During One Night also released as Night of Passion is a 1961 British drama film directed by Sidney J. Furie and starring Don Borisenko and Susan Hampshire.

It was Susan Hampshire's first film role.

It was Walton Studios' last production.

It is a fairly gritty but unusual plot line, involving nudity and deep sexual subjects.

Plot
David is a Captain in the USAF based in the south of England in the Second World War. His logic and actions are thrown off course when Mike his co-pilot is seriously injured during a mission. Mike survives the injuries but the loss of his genitals drives him to suicide.

David sets out on a night of potential passion wishing to ensure that he does not die a virgin.

Handsome in his uniform but chain-smoking and very nervous he first finds a prostitute through a friend. He pays his £5 and the girl is very understanding if somewhat utilitarian in her approach but David is unable to perform. He asks that she does not tell her friends and is rushed off for the next client to appear.
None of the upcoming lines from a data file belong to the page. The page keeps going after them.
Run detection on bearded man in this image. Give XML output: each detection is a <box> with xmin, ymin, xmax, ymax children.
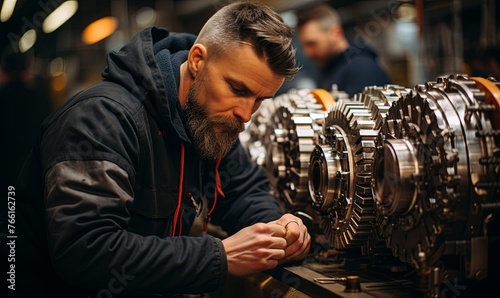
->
<box><xmin>15</xmin><ymin>3</ymin><xmax>311</xmax><ymax>297</ymax></box>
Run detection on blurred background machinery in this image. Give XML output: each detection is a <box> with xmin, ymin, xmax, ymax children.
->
<box><xmin>244</xmin><ymin>75</ymin><xmax>500</xmax><ymax>297</ymax></box>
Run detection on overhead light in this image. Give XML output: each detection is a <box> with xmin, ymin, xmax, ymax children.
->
<box><xmin>42</xmin><ymin>1</ymin><xmax>78</xmax><ymax>33</ymax></box>
<box><xmin>0</xmin><ymin>0</ymin><xmax>16</xmax><ymax>23</ymax></box>
<box><xmin>82</xmin><ymin>17</ymin><xmax>118</xmax><ymax>44</ymax></box>
<box><xmin>135</xmin><ymin>7</ymin><xmax>156</xmax><ymax>28</ymax></box>
<box><xmin>18</xmin><ymin>29</ymin><xmax>36</xmax><ymax>53</ymax></box>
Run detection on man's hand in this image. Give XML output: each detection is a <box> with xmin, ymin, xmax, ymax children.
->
<box><xmin>222</xmin><ymin>219</ymin><xmax>288</xmax><ymax>275</ymax></box>
<box><xmin>268</xmin><ymin>213</ymin><xmax>311</xmax><ymax>264</ymax></box>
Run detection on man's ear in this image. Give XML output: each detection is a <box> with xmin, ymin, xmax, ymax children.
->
<box><xmin>329</xmin><ymin>25</ymin><xmax>344</xmax><ymax>37</ymax></box>
<box><xmin>187</xmin><ymin>43</ymin><xmax>207</xmax><ymax>78</ymax></box>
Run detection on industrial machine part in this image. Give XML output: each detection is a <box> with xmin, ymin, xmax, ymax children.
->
<box><xmin>242</xmin><ymin>75</ymin><xmax>500</xmax><ymax>297</ymax></box>
<box><xmin>242</xmin><ymin>89</ymin><xmax>348</xmax><ymax>212</ymax></box>
<box><xmin>308</xmin><ymin>85</ymin><xmax>410</xmax><ymax>252</ymax></box>
<box><xmin>372</xmin><ymin>75</ymin><xmax>500</xmax><ymax>280</ymax></box>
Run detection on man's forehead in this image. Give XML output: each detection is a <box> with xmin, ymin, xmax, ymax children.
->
<box><xmin>216</xmin><ymin>42</ymin><xmax>285</xmax><ymax>92</ymax></box>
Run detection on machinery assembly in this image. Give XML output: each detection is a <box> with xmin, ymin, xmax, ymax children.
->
<box><xmin>241</xmin><ymin>75</ymin><xmax>500</xmax><ymax>297</ymax></box>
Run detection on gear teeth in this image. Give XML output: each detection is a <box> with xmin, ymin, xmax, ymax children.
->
<box><xmin>309</xmin><ymin>85</ymin><xmax>409</xmax><ymax>251</ymax></box>
<box><xmin>372</xmin><ymin>75</ymin><xmax>500</xmax><ymax>278</ymax></box>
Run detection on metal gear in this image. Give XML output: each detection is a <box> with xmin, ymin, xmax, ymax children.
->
<box><xmin>244</xmin><ymin>89</ymin><xmax>348</xmax><ymax>212</ymax></box>
<box><xmin>308</xmin><ymin>85</ymin><xmax>410</xmax><ymax>250</ymax></box>
<box><xmin>372</xmin><ymin>75</ymin><xmax>500</xmax><ymax>279</ymax></box>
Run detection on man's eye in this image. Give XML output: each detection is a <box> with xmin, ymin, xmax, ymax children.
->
<box><xmin>231</xmin><ymin>86</ymin><xmax>248</xmax><ymax>96</ymax></box>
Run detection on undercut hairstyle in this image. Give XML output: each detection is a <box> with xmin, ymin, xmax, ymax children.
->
<box><xmin>196</xmin><ymin>2</ymin><xmax>300</xmax><ymax>79</ymax></box>
<box><xmin>295</xmin><ymin>3</ymin><xmax>342</xmax><ymax>30</ymax></box>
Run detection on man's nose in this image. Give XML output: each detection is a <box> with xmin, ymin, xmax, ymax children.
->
<box><xmin>233</xmin><ymin>104</ymin><xmax>253</xmax><ymax>122</ymax></box>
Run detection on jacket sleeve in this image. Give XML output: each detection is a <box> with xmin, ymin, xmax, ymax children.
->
<box><xmin>206</xmin><ymin>141</ymin><xmax>283</xmax><ymax>235</ymax></box>
<box><xmin>43</xmin><ymin>95</ymin><xmax>227</xmax><ymax>294</ymax></box>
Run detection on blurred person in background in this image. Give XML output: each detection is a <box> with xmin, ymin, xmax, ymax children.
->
<box><xmin>296</xmin><ymin>3</ymin><xmax>390</xmax><ymax>97</ymax></box>
<box><xmin>0</xmin><ymin>47</ymin><xmax>52</xmax><ymax>190</ymax></box>
<box><xmin>16</xmin><ymin>2</ymin><xmax>311</xmax><ymax>297</ymax></box>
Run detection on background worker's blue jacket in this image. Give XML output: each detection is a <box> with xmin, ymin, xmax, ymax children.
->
<box><xmin>16</xmin><ymin>27</ymin><xmax>282</xmax><ymax>297</ymax></box>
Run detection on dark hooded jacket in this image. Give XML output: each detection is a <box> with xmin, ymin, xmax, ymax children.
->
<box><xmin>318</xmin><ymin>45</ymin><xmax>390</xmax><ymax>97</ymax></box>
<box><xmin>16</xmin><ymin>27</ymin><xmax>282</xmax><ymax>297</ymax></box>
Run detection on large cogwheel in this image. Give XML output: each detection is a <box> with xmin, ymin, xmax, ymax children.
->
<box><xmin>372</xmin><ymin>75</ymin><xmax>500</xmax><ymax>279</ymax></box>
<box><xmin>244</xmin><ymin>89</ymin><xmax>347</xmax><ymax>212</ymax></box>
<box><xmin>308</xmin><ymin>85</ymin><xmax>410</xmax><ymax>250</ymax></box>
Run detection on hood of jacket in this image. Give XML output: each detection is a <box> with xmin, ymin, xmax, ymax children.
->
<box><xmin>102</xmin><ymin>27</ymin><xmax>196</xmax><ymax>144</ymax></box>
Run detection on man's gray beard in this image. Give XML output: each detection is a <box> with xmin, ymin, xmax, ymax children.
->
<box><xmin>184</xmin><ymin>86</ymin><xmax>245</xmax><ymax>160</ymax></box>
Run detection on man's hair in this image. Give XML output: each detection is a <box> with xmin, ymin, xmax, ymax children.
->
<box><xmin>196</xmin><ymin>2</ymin><xmax>299</xmax><ymax>79</ymax></box>
<box><xmin>295</xmin><ymin>3</ymin><xmax>342</xmax><ymax>30</ymax></box>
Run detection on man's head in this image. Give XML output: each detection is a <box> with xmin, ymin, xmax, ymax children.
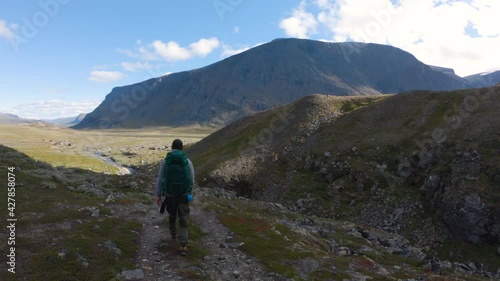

Next he goes to a dance. His first target says they have not been properly introduced then his luck seems to change and a pretty girl (Jackie Collins) first dances with him then asks him to come home. It is a ruse though and her male friends appear outside and mug him and steal his money before heading to the next dance.

David heads to a nice country pub to drown his sorrows. By closing time he is unconscious. The landlady tells her daughter Jean (Hampshire) to give him ten minutes to leave then to call the military police. However, she likes him. She tries to sober him up and when the MPs arrive she hides him. He tells her of his thoughts. She strips and lies with him but he is again unable to perform.

In the early hours they walk back towards the camp but have to hide from the MPs again. David goes a bit crazy and tells the MPs to shoot him. He leaves Jean back at the pub. Her mum wakes and asks where she has been.

David hands himself to the village police and gets locked in a cell. His cigar smoking Major comes to find out what is going on. They drive back in a Jeep. David (who is driving) philosophises about death. He stops and gets out. He pauses then runs off into a field - wanting the Major to shoot him= which he does. David is uninjured. He accepts a cigar as they philosophise further about missions and death.

They drive back to town and the Major leaves him to say goodbye to Jean. He puts a coin in a fortune-telling machine and it says "your love will be returned". He starts to play darts. They sit and drink coffee. She says she loves him. He says how can he love her when he is not a man. then he says it.. They disappear behind the couch and next we see them lying side by side in front of the log fire and he lights a cigarette on the fire.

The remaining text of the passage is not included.